Frontpage Interview’s guest today is Olga Velikanova, an Assistant Professor of Russian History at the University of North Texas. She was among the first scholars to work with declassified Communist Party and secret police archives. Her research about everyday Stalinism, the cult of Lenin and Russian popular opinion has been broadcast by the BBC, Finnish and Russian radio and TV, as well as the History Channel in Canada. She is the author of Making of an Idol: On Uses of Lenin, The Public Perception of the Cult of Lenin Based on the Archival Materials and The Myth of the Besieged Fortress: Soviet Mass Perception in the 1920s-1930s. She is a recipient of many awards from different international research foundations.

FP: Olga Velikanova, welcome to Frontpage Interview.

I would like to talk to you today about the Commission to Counter Attempts to Falsify History to the Detriment of Russia’s Interests, which Russian president Dmitry Medvedev created a year ago, on May 19, 2009. What are the goals of this Commission exactly and what has it achieved?

Velikanova: Thank you, Jamie.

A yearago, as you say, on May 19, 2009, Russian president Dmitry Medvedev created the Commission to Counter Attempts to Falsify History to the Detriment of Russia’s Interests.This Commission puzzled many historians. Was it an offensive against freedom of thought and speech? Did it open a door for possible repression of historians who would “undermine” the national image of Russia by bringing up unpleasant things about Russia’s national identity and the cruel truth about the Soviet past?

Without a doubt, we see a Stalinist-like intervention of the state occurring right before our eyes. It is an intervention into the historical profession and an imposition of boundaries on historical study.

The idea of the Commission was initiated by the Russian Ministry of Foreign affairs to oppose attempts by the Western neighbors of Russia to return to a discussion about the beginning and the results of WWII, and the role of the USSR in the post-war settlement.  Primarily, this Commission was an instrument of struggle in foreign relations. It was a signal to Russian historians and media what positions they “should” take in their publications.

While Poland, Estonia, Latvia and Lithuania have interpreted the occupation of their countries by the USSR in 1944-45 as enslavement, Soviet historiography has presented it as a liberation. As Baltic states argue, liberation from one dictatorial regime (Nazis) was followed by the onslaught and imposition of another dictatorial regime (Soviet).
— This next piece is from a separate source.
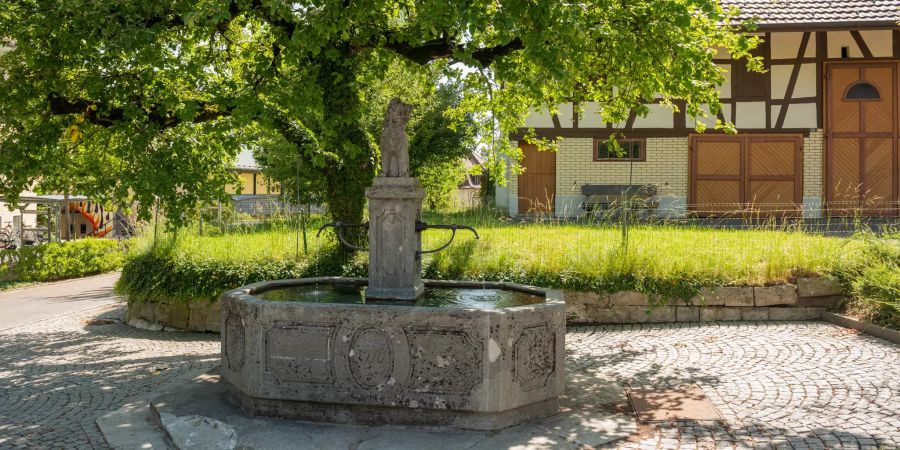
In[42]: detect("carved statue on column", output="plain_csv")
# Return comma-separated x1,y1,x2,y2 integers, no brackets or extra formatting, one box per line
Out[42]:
379,98,413,177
This account of two regimes was supported by the OSCE resolution on July 3, 2009, which stated equality of the role of Nazi Germany and the USSR in starting WWII. In response, the Russian media protested against any comparison of the two regimes of the 1930s.

Thus, the formation of the Commission should be read mostly in the context of foreign relations in the Baltic region (especially with Poland), rooted in the painful events of 1939-1945 and also in Russian-Ukrainian relations.